The anti-government Free Syrian Army (FSA) said it was operating in the area at the time, but denied responsibility for the blasts. Captain Ammar al-Wawi of the FSA said fighters from his group had a short clash with troops several hundred yards (meters) from the Military Intelligence building about an hour before the blast. Colonel Malik al-Kurdi, the FSA's deputy leader, said it had been monitoring the activity of security forces and Shabeeha at the Military Intelligence building and a police base in Aleppo on Friday morning. "When they were gathering in a square to go to the mosques and repress demonstrations, two groups from the FSA targeted the two buildings with small arms and rocket-propelled grenade fire," he said. "After violent clashes, there was an explosion inside the Military Intelligence building. At first we didn't know what it was, but we think it was the regime trying to stop the operation of the FSA," he added. FSA commander Arif al-Hummoud reportedly confirmed that the FSA had attacked two security force buildings "with only RPGs and light weapons". An FSA spokesman, Colonel Mahir Nouaimi, said: "This criminal regime is killing our children in Homs and carrying out bomb attacks in Aleppo to steer attention away from what it is doing in Homs".

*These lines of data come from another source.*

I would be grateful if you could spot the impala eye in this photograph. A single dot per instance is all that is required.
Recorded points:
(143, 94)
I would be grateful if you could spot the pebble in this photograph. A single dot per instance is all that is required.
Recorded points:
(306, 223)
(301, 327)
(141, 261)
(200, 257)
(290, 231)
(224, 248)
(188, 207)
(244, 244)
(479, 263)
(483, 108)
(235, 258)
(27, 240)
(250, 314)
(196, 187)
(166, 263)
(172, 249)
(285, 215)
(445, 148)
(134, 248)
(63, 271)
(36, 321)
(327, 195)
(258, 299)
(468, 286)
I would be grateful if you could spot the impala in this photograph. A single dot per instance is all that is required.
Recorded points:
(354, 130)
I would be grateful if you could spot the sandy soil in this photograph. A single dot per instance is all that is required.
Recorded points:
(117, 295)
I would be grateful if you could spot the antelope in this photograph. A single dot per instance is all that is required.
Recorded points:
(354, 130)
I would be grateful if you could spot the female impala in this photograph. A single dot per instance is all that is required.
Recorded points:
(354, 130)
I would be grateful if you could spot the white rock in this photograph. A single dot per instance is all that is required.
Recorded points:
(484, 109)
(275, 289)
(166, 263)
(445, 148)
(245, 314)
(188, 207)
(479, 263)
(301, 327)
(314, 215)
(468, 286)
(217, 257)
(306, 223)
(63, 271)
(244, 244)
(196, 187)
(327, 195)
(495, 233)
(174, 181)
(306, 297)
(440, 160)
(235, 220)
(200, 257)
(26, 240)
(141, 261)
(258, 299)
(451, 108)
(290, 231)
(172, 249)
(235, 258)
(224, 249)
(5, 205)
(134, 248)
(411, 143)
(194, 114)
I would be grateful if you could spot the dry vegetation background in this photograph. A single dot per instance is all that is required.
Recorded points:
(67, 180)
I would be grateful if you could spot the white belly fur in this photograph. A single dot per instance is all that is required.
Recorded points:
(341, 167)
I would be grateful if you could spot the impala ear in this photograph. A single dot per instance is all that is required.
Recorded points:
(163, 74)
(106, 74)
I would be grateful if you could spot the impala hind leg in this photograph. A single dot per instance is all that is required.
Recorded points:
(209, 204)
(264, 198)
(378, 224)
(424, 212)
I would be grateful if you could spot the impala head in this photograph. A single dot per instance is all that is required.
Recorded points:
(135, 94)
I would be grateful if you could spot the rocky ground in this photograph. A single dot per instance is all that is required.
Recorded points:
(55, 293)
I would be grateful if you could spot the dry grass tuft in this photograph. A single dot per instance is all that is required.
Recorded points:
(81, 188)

Anti-government activists also accused the government of staging the attacks to smear the opposition and avert the weekly Friday protests in the city. According to The Washington Post, state media "touted the bombings as proof the regime faces a campaign by terrorists, not a popular uprising".

Izzedine al-Halabi, an anti-government activist in Aleppo, said there had been suspicious activity by security personnel that morning. He claimed they had sealed-off the area around the main intelligence compound shortly before the blasts, adding "We hold the Syrian regime entirely responsible for this explosion".

Abdul Rahman Abu Hothyfa, a spokesman for the opposition Syrian Revolution Coordinators Union, said it was "absolutely the regime" that carried out the attack. He said the security buildings were heavily guarded and that it would have been "impossible" for the opposition to launch such attacks.

The intelligence company STRATFOR analyzed that Syrian opposition were likely behind the bombings, but denied responsibility to avoid being tainted by accusations of terrorism. STRATFOR argued that the government did not stand to gain from a false-flag attack besides having another chance to call the opposition "terrorists". It said that any attack on security facilities harmed the government by raising questions about the strength of its internal security, which was key to the government's ability to hold power.

==Reactions==
United Nations Secretary-General Ban Ki-moon strongly condemned the twin terrorist explosions that hit Aleppo.